Nel 1607 Caravaggio parte per Malta dove il suo obiettivo era diventare cavaliere per ottenere l’immunità, in quanto su di lui pendeva ancora la condanna alla decapitazione. Nel 1608 fu nominato “cavaliere di grazia”. A questi anni appartiene la meravigliosa tela raffigurante “La decollazione di San Giovanni Battista”, ancora oggi conservata nella cattedrale di La Valletta. Anche qui però ebbe dei problemi: fu arrestato per un duro litigio con un cavaliere del rango superiore e si venne a sapere che su di lui pendeva la condanna. Riuscì ad evadere dal carcere e si rigugiò a Siracusa.
Alla fine dell’estate del 1609 Caravaggio tornò a Napoli.
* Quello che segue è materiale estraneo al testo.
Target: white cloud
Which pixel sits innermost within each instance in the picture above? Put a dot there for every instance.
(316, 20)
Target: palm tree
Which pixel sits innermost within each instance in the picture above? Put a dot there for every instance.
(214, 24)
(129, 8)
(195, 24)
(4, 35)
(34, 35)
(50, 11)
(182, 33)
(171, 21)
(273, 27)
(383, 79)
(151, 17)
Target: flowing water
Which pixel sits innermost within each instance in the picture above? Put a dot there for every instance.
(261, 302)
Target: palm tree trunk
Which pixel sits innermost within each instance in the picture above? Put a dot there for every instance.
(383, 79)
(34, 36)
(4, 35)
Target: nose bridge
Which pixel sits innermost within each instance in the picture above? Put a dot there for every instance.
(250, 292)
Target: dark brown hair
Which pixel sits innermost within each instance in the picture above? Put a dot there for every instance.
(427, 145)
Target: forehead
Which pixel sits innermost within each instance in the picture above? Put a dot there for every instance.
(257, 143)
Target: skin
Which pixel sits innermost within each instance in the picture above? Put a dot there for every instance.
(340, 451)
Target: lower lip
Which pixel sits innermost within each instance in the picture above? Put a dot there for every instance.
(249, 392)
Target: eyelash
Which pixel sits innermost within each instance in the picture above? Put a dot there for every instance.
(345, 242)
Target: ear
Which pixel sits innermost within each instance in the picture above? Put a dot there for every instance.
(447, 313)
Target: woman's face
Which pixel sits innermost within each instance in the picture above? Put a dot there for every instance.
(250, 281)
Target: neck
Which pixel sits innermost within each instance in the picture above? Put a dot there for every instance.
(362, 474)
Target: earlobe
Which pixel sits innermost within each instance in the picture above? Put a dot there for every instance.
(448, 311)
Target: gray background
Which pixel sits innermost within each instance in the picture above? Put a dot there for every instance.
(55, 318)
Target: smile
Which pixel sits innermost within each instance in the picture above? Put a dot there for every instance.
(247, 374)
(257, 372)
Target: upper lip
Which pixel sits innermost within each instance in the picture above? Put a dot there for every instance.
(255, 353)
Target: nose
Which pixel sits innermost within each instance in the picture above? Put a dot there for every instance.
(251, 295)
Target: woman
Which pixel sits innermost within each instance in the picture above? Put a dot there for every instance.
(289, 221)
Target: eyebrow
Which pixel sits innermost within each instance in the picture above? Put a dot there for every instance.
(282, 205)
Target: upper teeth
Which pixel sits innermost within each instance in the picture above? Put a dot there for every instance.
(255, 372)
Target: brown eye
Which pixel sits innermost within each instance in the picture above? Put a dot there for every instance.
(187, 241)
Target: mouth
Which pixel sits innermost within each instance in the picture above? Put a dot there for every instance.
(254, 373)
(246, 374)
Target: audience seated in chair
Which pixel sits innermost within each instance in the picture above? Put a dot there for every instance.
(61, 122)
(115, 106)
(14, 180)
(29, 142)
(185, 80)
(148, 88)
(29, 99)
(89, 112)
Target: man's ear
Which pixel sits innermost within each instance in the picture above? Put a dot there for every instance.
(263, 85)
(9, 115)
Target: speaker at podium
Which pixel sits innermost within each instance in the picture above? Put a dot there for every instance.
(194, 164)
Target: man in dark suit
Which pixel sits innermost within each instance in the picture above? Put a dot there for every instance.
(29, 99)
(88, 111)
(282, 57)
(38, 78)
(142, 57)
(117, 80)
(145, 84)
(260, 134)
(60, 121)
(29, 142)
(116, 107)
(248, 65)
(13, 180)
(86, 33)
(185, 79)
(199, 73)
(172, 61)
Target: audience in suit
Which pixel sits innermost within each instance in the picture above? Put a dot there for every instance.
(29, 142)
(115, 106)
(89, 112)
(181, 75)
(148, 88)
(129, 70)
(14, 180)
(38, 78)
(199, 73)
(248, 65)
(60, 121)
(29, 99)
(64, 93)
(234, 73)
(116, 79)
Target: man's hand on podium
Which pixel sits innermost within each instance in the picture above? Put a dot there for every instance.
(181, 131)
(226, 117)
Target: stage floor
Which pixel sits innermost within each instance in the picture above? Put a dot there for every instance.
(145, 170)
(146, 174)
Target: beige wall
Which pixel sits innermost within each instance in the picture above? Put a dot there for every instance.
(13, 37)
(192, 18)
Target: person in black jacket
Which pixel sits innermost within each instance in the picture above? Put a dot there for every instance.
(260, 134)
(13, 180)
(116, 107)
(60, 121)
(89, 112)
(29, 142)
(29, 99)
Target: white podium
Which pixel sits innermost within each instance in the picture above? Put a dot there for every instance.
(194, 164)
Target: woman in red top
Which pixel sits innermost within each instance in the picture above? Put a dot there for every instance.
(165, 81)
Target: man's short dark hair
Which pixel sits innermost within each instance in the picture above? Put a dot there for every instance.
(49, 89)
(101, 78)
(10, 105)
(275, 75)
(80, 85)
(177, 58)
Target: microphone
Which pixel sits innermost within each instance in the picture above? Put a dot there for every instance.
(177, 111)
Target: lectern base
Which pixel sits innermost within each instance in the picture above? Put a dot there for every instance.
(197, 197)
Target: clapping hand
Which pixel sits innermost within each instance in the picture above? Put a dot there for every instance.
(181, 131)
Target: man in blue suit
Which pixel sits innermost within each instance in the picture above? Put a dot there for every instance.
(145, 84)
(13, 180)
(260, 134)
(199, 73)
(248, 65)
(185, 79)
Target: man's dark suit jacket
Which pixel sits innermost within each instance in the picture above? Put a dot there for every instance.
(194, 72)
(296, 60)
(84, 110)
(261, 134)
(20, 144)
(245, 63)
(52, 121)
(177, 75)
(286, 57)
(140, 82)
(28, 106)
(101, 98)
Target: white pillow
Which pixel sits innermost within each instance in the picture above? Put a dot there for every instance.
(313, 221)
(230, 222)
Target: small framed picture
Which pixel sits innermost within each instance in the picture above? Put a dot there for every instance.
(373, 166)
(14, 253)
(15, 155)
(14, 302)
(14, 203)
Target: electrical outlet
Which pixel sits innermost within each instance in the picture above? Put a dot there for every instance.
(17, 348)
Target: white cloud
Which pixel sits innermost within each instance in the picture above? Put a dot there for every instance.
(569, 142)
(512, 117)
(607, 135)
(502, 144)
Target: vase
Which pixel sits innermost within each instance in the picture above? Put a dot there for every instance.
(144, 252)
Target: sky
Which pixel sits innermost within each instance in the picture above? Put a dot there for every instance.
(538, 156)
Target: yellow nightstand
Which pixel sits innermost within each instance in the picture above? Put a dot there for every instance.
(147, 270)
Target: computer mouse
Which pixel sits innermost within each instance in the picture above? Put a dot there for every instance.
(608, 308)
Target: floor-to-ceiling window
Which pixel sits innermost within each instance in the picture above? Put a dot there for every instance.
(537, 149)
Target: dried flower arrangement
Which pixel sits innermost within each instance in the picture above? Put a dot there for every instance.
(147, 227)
Qui fu aggredito con violenza da alcuni uomini all’uscita della Locanda del Cerriglio, rimase sfigurato e la notizia della sua morte cominciò a circolare prematura.
I suoi ultimi anni di vita sono di difficile interpretazione: dopo quattro anni di esilio Paolo V concedeva la grazia all’artista, ma ormai era troppo tardi. Uno dei dispacci ufficiali del 1610 comunica la sua morte per un improvviso attacco di febbre su una spiaggia del litorale toscano, Porto San’Ercole.
Come potè un ragazzo lombardo, un apprendista pittore, arrivato a Roma all’età di circa diciotto anni, divenire uno dei più alti moniti dell’arte moderna? La sola risposta possibile è che la verità di una grande passione creativa si misura dalla sua durata, dalla sua capacità di riproporsi come fonte alle ideologie, alle nuove convinzioni, mostrando una faccia nuova, mai vista prima.